早く着け!おれの目的地ぃいい!!ちょっ、フィギュア受け取ったら脇目もふらずに帰ろう。そうだ、そうしよう!!いや、でもチラ見ぐらいなら…。
…ホント駄目だわ…わたし。もう少し反省する気は無いのかよオイ?─って、自分の事じゃん!
自分でボケてツッコミって…一人漫才か!
…オタクに加えて痛い子なんて。あぁ…終わったな人生。
「あっ、あそこにございまつる!神倶夜殿ォオオ!!出陣の指揮を!」
黒を基調にした店の外観は先程の店とは違い、落ち着いた外装だった。どことなく漂う気品に自然と背筋が伸びる。

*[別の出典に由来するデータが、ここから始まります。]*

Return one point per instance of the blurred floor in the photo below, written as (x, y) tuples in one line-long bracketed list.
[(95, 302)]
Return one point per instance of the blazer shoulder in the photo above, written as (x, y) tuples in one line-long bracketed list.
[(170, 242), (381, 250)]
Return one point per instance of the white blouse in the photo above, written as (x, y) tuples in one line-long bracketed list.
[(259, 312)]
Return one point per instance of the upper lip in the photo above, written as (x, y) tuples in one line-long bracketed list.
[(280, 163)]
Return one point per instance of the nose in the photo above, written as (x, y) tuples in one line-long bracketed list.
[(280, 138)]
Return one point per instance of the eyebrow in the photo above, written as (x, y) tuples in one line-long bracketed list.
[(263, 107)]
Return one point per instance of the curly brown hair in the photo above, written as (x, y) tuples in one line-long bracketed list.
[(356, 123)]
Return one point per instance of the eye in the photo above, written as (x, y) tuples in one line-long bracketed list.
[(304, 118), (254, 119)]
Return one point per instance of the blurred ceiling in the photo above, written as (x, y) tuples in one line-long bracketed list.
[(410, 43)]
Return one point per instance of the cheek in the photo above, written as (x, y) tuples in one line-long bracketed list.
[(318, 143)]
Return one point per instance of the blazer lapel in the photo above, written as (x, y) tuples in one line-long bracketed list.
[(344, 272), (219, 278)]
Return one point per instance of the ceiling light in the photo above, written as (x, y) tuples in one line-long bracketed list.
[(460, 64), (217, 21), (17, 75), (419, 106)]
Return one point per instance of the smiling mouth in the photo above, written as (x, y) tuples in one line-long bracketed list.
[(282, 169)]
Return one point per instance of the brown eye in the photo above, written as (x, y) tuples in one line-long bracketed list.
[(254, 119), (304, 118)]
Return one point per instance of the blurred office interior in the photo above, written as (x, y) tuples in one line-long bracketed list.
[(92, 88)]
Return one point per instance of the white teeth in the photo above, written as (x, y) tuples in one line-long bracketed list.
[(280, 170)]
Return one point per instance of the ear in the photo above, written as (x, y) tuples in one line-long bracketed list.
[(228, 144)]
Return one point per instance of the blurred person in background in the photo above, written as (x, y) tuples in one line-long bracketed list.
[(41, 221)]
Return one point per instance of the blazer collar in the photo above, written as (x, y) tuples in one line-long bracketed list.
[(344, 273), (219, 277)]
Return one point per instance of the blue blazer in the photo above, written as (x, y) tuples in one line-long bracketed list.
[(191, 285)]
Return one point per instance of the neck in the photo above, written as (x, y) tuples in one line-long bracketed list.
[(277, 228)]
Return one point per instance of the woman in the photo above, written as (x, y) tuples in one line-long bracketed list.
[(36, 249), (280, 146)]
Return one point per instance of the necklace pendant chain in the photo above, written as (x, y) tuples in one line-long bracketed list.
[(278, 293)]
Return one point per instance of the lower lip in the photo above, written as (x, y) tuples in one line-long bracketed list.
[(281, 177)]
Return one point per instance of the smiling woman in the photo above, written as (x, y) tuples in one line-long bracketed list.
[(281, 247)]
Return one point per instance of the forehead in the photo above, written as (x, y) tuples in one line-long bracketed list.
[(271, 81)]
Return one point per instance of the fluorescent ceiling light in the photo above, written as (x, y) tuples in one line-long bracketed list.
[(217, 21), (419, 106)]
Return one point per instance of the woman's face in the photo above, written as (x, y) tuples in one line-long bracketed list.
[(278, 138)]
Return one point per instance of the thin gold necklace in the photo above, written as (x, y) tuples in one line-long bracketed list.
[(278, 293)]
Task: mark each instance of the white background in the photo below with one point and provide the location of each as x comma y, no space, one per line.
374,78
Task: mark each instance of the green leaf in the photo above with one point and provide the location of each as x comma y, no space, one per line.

フィギュアがあると言うよりは、アンティークドールなど異国情緒溢るる小物が並びそうで、男性である神倶夜でも入りやすそうである。
「…俺はいつの戦国武将か。そもそも、フィギュアを買い求めるお前とは生きる世界が違うと思う。俺はまだ、此方側の人で居たい」
ひでぇ!可愛い妹を何か避けてるよね!?でも、ツッコミを入れてくれてる!!神倶夜に戻った。
「それでも、付いて来てくれてる神倶夜は優しいよね。こんな世捨て人な妹なのに」
「…馬鹿か?お前は。言葉の意味分かってるのか」
ついと横を向いてしまう神倶夜。ひょっとして…照れてる?えっ、ちょっ何コレ?おれのツボにド級ストライクぅうう!!
「オーイェ~!!モチのロンです!神倶夜がクーデレで少し、ツンデレ属性の入った萌える…─ぶはっ!?」
「お前を燃やすぞ?」
にこりと黒笑を浮かべる神倶夜。
そんな素直じゃないお兄さまも神楽は大好きです。